Thursday, 04 October, 2018

Hospital privacy curtains breed bacteria

Frequently touched, but infrequently changed, privacy curtains in hospitals can become breeding grounds for resistant bacteria, according to a new study.

Without timely intervention, the curtains could pose a threat to patient safety.

The longitudinal, prospective pilot study, published in the American Journal of Infection Control, tracked the contamination rate of 10 freshly laundered privacy curtains in the Regional Burns/Plastics Unit of the Health Services Center in Winnipeg, Canada.

While the curtains had minimal contamination when they were first hung, the curtains that were hung in patient rooms became increasingly contaminated over time — and by day 14, 87.5% of the curtains tested positive for methicillin-resistant Staphylococcus aureus (MRSA), a pathogen associated with significant morbidity and mortality. In contrast, control curtains that were not placed in patient rooms stayed clean the entire 21 days.

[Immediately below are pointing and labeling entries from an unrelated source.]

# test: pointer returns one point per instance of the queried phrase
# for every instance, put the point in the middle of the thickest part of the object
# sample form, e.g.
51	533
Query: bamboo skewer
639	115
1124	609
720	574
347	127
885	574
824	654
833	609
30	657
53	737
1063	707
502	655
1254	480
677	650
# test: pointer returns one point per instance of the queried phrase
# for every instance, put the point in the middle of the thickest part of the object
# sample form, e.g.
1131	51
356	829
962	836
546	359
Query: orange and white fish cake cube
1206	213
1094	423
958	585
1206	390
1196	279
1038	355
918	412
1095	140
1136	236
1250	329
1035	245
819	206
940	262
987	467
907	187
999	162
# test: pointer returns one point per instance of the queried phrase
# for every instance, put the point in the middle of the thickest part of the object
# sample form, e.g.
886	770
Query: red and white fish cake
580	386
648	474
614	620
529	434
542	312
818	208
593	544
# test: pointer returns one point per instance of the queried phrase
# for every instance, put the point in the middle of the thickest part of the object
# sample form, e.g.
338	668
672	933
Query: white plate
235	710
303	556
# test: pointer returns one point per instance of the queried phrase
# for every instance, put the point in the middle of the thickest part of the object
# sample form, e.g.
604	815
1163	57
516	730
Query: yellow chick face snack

None of the rooms where the curtains were placed were occupied by patients with MRSA. Four curtains were placed in a four-bed room; four were placed in two double rooms; and two controls were placed in areas without direct patient or caregiver contact. Researchers took samples from areas where people hold curtains, suggesting that the increasing contamination resulted from direct contact.

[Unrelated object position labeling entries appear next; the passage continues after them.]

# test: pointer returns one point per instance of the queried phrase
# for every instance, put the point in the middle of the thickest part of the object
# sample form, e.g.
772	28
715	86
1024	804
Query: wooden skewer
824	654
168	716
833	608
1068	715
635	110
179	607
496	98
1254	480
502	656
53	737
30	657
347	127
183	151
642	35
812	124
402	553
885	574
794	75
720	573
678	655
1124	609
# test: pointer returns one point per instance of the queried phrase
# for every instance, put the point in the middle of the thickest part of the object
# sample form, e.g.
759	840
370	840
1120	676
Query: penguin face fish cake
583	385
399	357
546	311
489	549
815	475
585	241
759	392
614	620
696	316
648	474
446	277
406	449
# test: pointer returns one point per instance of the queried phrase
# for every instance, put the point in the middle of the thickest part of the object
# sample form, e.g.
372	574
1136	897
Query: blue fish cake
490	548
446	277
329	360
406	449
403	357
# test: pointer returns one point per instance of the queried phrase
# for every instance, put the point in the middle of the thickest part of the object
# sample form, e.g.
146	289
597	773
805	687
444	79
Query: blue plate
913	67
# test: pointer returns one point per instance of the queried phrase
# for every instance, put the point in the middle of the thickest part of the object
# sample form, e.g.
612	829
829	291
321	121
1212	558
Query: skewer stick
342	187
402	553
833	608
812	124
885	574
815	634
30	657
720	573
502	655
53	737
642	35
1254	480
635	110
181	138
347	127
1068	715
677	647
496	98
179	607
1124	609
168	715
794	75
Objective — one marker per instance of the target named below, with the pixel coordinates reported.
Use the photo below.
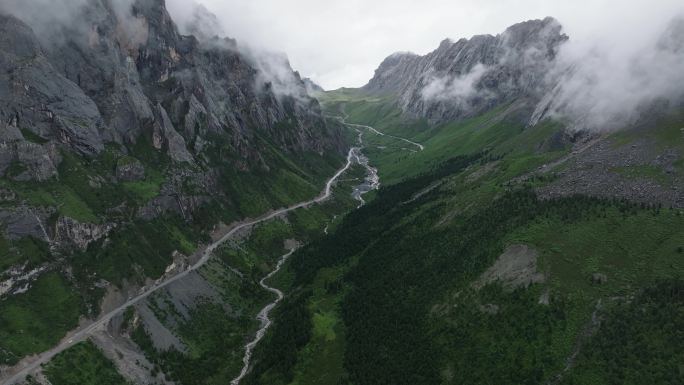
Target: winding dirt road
(19, 372)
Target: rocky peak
(465, 77)
(117, 71)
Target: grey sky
(340, 43)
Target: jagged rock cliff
(118, 74)
(464, 78)
(117, 79)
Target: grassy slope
(83, 364)
(525, 342)
(215, 334)
(136, 249)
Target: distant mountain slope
(467, 77)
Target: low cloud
(47, 18)
(273, 69)
(455, 89)
(605, 84)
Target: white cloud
(341, 43)
(456, 89)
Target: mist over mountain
(179, 206)
(592, 86)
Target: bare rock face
(129, 169)
(119, 74)
(37, 97)
(72, 232)
(467, 77)
(516, 267)
(25, 221)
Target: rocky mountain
(312, 87)
(124, 144)
(464, 78)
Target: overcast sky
(340, 43)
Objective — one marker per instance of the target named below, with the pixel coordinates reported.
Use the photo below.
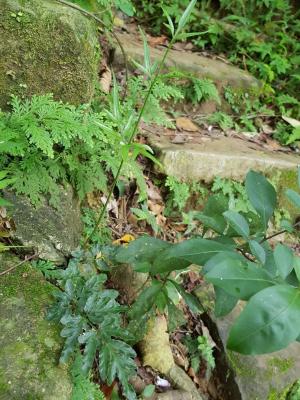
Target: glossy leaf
(296, 263)
(269, 322)
(180, 255)
(294, 197)
(191, 301)
(258, 251)
(91, 342)
(145, 300)
(284, 259)
(239, 279)
(185, 16)
(224, 302)
(238, 223)
(262, 195)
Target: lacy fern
(45, 143)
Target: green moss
(50, 49)
(30, 345)
(238, 366)
(286, 180)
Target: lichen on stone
(47, 48)
(30, 345)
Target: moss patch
(30, 345)
(47, 48)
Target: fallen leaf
(186, 124)
(157, 40)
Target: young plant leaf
(194, 251)
(185, 16)
(145, 300)
(262, 195)
(297, 266)
(284, 259)
(116, 360)
(269, 322)
(224, 302)
(239, 279)
(294, 197)
(258, 251)
(238, 223)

“We know that privacy curtains pose a high risk for cross-contamination because they are frequently touched but infrequently changed,” said Kevin Shek, BSc, the study’s lead author in the article. “The high rate of contamination that we saw by the 14th day may represent an opportune time to intervene, either by cleaning or replacing the curtains.”

By day 21, almost all curtains exceeded 2.5 CFU/cm, the requirement for food processing equipment cleanliness in some locations, such as the United Kingdom.

The study authors acknowledge the small sample size of this pilot study and recommend additional research to understand the clinical consequences of contaminated curtains.